Ce que les trois opérateurs ont réellement annoncé

L'IBPT, le régulateur belge des télécoms, a confirmé la direction dans une fiche dédiée : les opérateurs mobiles Orange, Proximus et Telenet/BASE mettront leurs réseaux 2G hors service « en 2028 et 2029 ». Le régulateur précise dans le même mouvement que les dates exactes seront communiquées plus tard, chaque opérateur fixant son propre calendrier.

C'est une nuance importante : à ce stade, un seul des trois a publié une échéance ferme sur son site de support. Les deux autres se sont pour l'instant engagés sur une durée minimale de maintien, ce qui n'est pas la même chose qu'une date d'extinction.

Calendrier de l'extinction de la 2G annoncé par les opérateurs belges
Opérateur Ce qui est publié Statut de l'information
Orange Belgium Réseau 2G actif jusqu'au 31 décembre 2028. Date ferme, publiée sur sa page de support réseau.
Proximus Maintien de la 2G au moins jusqu'à fin 2027, extinction annoncée dans la fenêtre 2028-2029. Engagement de durée, pas encore de date.
Telenet / BASE Support de la 2G au moins jusqu'en 2027, après l'arrêt de la 3G en septembre 2024. Engagement de durée, pas encore de date.

Sources : fiche « Mise hors service des réseaux 2G » de l'IBPT, pages de support d'Orange Belgium, de Proximus et de Telenet/BASE, consultées en août 2026.

Pourquoi la 2G a survécu à la 3G, éteinte depuis 2025

La 3G, plus jeune et plus rapide, a disparu la première : Proximus l'a coupée fin 2024, Orange et Telenet/BASE ont suivi dans le courant de 2025, et plus aucun réseau 3G n'est actif en Belgique depuis l'été 2025. Cet ordre contre-intuitif n'a rien d'un accident industriel.

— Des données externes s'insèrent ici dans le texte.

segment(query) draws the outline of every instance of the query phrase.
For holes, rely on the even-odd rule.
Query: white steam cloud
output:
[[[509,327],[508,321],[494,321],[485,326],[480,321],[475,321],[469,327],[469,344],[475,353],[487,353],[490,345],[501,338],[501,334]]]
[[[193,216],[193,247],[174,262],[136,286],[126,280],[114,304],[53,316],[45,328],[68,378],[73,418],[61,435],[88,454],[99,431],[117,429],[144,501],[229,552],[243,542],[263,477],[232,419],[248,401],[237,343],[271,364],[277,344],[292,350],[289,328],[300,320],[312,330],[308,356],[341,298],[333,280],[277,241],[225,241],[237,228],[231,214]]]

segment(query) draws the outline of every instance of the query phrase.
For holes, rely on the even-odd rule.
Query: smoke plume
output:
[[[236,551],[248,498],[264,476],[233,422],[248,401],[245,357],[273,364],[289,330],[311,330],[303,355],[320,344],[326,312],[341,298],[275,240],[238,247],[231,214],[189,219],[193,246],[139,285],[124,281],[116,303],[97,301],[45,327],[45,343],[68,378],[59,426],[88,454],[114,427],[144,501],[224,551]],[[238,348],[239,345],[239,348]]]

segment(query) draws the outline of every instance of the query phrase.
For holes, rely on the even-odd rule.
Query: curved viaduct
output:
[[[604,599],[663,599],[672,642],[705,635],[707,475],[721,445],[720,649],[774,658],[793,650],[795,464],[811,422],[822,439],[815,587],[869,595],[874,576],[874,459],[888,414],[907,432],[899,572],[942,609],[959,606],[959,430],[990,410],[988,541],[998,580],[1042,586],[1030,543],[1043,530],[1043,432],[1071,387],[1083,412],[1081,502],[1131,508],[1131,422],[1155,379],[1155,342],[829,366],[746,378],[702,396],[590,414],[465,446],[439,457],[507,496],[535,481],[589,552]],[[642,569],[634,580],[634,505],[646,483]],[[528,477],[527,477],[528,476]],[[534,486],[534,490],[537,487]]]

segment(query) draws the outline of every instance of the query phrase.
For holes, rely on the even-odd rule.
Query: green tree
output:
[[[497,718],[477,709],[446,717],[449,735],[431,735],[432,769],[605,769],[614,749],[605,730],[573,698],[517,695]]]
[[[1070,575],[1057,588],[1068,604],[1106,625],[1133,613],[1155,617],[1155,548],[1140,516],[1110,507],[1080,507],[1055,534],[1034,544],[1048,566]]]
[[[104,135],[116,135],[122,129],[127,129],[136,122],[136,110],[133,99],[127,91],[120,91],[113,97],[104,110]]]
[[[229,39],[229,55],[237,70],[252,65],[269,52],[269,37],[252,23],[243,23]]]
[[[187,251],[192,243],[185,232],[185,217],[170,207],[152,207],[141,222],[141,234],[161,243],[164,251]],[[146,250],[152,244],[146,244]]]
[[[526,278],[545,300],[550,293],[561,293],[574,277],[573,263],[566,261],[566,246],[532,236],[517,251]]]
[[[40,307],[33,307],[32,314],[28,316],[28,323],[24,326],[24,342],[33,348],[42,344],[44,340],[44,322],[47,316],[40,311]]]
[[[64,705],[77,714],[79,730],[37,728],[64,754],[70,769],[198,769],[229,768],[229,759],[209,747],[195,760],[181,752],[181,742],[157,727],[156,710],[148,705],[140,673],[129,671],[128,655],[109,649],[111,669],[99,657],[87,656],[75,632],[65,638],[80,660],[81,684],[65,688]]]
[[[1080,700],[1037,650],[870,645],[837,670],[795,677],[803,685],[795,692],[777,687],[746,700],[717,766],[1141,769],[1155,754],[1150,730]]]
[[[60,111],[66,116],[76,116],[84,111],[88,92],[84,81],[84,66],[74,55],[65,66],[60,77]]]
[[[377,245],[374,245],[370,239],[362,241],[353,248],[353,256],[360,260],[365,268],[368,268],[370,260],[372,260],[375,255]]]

La 2G a été conçue au début des années 1990 pour deux usages seulement : l'appel vocal et le SMS. Trente ans plus tard, ces deux fonctions restent exactement celles dont a besoin un objet qui doit simplement envoyer une alerte : une alarme, un capteur, un compteur, un bouton d'urgence. Résultat : pendant que les humains basculaient vers la 4G, la 2G est devenue le réseau des machines.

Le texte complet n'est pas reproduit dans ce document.